Writing for the press cannot be recommended as a permanent resource to anyone qualified to accomplish anything in the higher departments of literature or thought: not only on account of the uncertainty of this means of livelihood, especially if the writer has a conscience, and will not consent to serve any opinions except his own; but also because the writings by which one can live are not the writings which themselves live, and are never those in which the writer does his best. Books destined to form future thinkers take too much time to write, and when written come, in general, too slowly into notice and repute, to be relied on for subsistence. Those who have to support themselves by their pen must depend on literary drudgery, or at best on writings addressed to the multitude; and can employ in the pursuits of their own choice, only such time as they can spare from those of necessity; which is generally less than the leisure allowed by office occupations, while the effect on the mind is far more enervating and fatiguing.
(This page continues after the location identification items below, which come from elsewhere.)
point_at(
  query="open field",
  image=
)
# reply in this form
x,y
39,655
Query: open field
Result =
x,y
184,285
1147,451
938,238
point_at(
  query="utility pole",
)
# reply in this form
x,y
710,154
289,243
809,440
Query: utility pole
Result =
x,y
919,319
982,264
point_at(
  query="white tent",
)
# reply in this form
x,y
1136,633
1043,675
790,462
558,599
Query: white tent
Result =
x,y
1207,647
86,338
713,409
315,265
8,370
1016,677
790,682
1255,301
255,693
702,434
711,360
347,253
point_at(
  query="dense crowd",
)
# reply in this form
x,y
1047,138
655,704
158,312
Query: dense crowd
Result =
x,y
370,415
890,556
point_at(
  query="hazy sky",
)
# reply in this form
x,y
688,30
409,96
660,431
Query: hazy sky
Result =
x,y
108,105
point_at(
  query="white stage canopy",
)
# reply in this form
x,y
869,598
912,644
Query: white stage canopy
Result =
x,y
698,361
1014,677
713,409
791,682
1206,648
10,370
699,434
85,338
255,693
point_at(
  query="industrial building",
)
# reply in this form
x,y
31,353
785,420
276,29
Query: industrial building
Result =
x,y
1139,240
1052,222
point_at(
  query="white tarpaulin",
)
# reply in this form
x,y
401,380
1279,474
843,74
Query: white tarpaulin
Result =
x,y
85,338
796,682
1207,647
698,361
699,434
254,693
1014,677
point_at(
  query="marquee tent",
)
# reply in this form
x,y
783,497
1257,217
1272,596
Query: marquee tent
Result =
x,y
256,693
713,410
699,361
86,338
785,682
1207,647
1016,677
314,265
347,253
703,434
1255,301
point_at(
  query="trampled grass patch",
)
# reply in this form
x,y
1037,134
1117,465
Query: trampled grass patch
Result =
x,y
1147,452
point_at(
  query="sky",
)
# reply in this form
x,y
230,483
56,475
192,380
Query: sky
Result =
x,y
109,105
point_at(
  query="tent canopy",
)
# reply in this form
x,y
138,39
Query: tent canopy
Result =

For my own part I have, through life, found office duties an actual rest from the other mental occupations which I have carried on simultaneously with them. They were sufficiently intellectual not to be a distasteful drudgery, without being such as to cause any strain upon the mental powers of a person used to abstract thought, or to the labour of careful literary composition.

The Autobiography of John Stuart Mill – courtesy of Alan Jacobs’ Pinboard. Some alternative titles for this post, (for me at least): “Be careful what you wish for,” “Get on with it already,” and “But, maybe you’re simply delusional.”